Software Call Tree tells us how different modules interface and how a fault or an event would propagate through the system. Similarly, Object Relational Diagram shows how objects’ internal states affect each other. And then there are Control Flow Diagram, Entity Relationship Diagram, Data Flow Diagram, McCabe Logical Path, State Transition Diagram, and others. Those tools are not inexpensive, but they do generate data which make it possible to produce high-quality software. However, it is important to plan all the tests and analyses ahead of the time. It is easy to get mired in so many evaluations that the project’s cost and schedule suffer with little benefit to software quality.
The assumed probability of a software fault becomes a moot point. We should never plunge ahead releasing a code just because we’re satisfied that our statistical development model renders what we think is an acceptable probability of a failure. Instead, we must assume that every function may fail for whatever reason and take steps to ensure those failures are mitigated by the system architecture.

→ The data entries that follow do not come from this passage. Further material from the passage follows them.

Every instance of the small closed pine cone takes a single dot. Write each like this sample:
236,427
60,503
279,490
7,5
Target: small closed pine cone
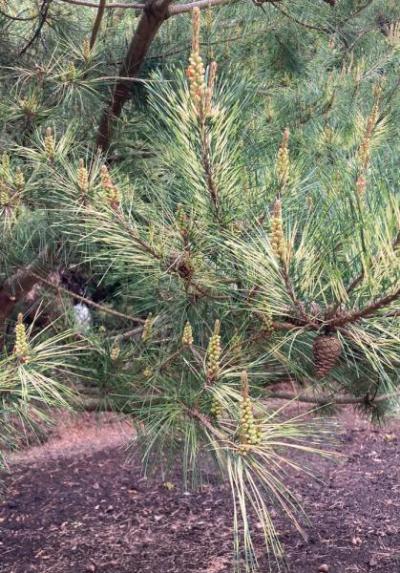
327,348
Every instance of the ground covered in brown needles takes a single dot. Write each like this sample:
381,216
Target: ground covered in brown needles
76,506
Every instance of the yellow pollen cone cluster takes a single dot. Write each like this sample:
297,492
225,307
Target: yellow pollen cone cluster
283,161
19,180
148,327
49,144
214,353
249,432
82,177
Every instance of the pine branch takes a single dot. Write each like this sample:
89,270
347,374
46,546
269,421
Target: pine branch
44,9
331,400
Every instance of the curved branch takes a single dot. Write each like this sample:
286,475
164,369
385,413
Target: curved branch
330,400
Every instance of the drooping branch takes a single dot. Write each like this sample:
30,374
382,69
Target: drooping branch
367,311
332,400
172,11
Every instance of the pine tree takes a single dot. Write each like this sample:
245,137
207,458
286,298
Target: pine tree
243,231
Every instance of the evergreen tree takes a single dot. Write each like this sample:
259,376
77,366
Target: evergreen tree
243,231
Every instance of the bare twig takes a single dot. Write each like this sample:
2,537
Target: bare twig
331,400
44,9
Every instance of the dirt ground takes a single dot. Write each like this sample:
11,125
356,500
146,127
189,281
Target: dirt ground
76,506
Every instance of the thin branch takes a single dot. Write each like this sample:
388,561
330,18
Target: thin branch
300,22
19,18
97,22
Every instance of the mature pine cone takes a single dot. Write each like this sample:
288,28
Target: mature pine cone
326,350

System architecture and software analyses can only be started upon determination that the requirements for the system are sufficiently robust. It is not unusual for a customer to insist on beginning development before signing the specification, which is often full of TBDs (i.e., “to be defined”). This may be leaving so many open issues that the design cannot and should not be started in earnest. Besides, development at such a stage is a violation of certification rules and will likely result in exceeding the budget and the schedule. Unfortunately, customers can’t or don’t always want to understand this and their pressure often prevails.
The ongoing desire to introduce software into the hardware paradigm is understandable. It could bring software development into a fully predictable scientific realm. So far it has been resisting those attempts, remaining to a large degree an art. Whether it can ever become a fully deterministic process, in my view, is doubtful. After all, every creative process is an art. But great strides have been made in development of tools, especially those for analyses, helping to make the process increasingly more predictable.